People need to be reminded of a brand or a concept seven times before they actually remember it. So, it’s important to keep that cadence up. And marketing can do that in scalable ways. So, an important concept is you have to be ruthless.
I have seen it break the hearts of many a developer evangelist when I say things like, “We should not do a student hackathon.”
I actually… It is, like, deeply painful on a profound level. And just is a total side note on the hackathon thing. I am also anti-hackathon. External hackathon, internal hackathons are super powerful at every company I’ve been at. But external hackathons are great. If you want to see all the, like, low hanging broken, because you will see all the low hanging broken.
Audience member: Bring your engineers in!
Judith: Bring your engineers, that’s darn tooting! Yeah. We always took our engineers, and you get a really high fidelity on where all their expertise bias is. But they will not make you any money. I’ve never seen it work. So, things to do today. Review and update your personas.
So, personas change, markets change. I think a couple of things that are really interesting with regard to this right now is security. If you don’t have a component of security and what is the thinking on security for each of your personas, then it needs to evolve because it is so much more pertinent to everyone.
You know, we used to have a situation, I would say seven years ago, where I don’t think developers cared that much about security. And I’ve seen that radically shift, where it’s often one of the first things that we need to address for them. And that’s great. I love that trend. It’s a hard trend.
So, the other one is identify three obvious ignore disqualifiers. So, students is one I mentioned. We don’t sell actively in India. So, even though we have a lot of website traffic and free trial signups from India, we just don’t actively qualify them. And that’s fine. You know, there’s still great things to do there, and we might get there someday, but not right now.
And put those into your system to make sure that your marketing team and everybody is aligned on, “We’re not going to do this.” This one’s similar to the kick-ass curve. And this is like the super pro-move, right? So, if you need to get somebody up the kick-ass curve, you need to identify the people who are going to do that, and how to interact with them at different places.

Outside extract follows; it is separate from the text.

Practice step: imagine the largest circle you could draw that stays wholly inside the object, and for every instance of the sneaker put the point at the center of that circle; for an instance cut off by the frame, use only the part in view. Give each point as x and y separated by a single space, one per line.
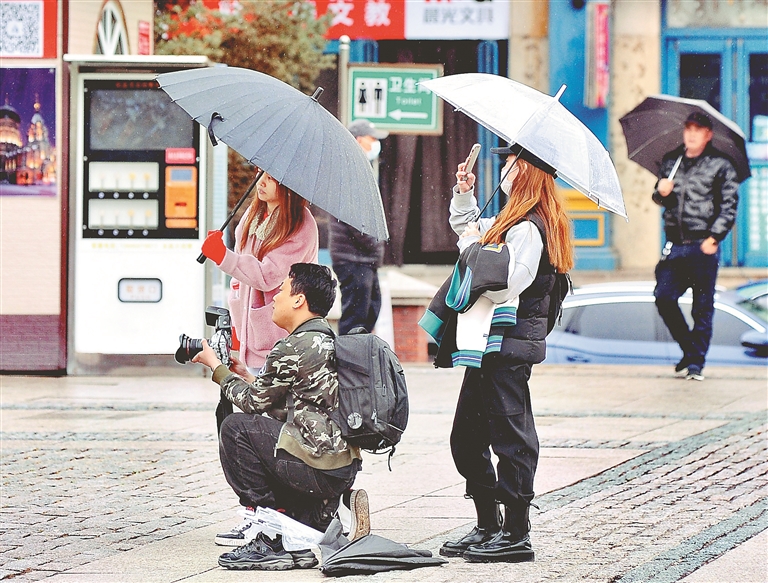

If that’s an 18-month curve, and the people you are addressing are in month one, versus if it’s a two-month curve, and they’re in month one, they are in a different phase in that learning cycle, and so, your messaging to them should be different. So, how long it takes for someone to really fully adopt your product is n important thing to know. If it’s super simple, it might be real transactional.

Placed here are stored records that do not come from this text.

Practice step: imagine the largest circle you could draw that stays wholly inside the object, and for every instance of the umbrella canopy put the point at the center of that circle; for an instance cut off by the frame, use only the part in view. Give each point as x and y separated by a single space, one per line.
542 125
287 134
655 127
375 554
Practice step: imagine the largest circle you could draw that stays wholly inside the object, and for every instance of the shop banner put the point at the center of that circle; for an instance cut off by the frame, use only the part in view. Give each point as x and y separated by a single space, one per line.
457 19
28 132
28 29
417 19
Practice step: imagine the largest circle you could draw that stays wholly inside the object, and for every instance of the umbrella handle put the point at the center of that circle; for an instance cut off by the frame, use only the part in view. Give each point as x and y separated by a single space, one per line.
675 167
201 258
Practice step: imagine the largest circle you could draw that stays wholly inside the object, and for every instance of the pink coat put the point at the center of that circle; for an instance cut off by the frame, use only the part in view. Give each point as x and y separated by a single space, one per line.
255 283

But if it’s much more complex and takes a long time, you’re going to have a much more nuanced way that you build the messaging around that persona.
Build a cultivation program or co-opt a marketer into doing that. And then expand your personas. You know, when you do your review update… I used to do a quarterly dumpster dive, where I would, like, just go through, look at everybody who signed up, who was new and was a heavy active user, and look for trends in what’s changing.
You know, look for, are they using different features? Are they different titles? Are they coming from different places? These can help you sort of refine things. Because often, what you’re going to see is, like, certain geographies are going to blow up first. And then you’re going to get to other geographies. And the way that marketing and development, and the kinds of communities that are influential there, are going to be totally different.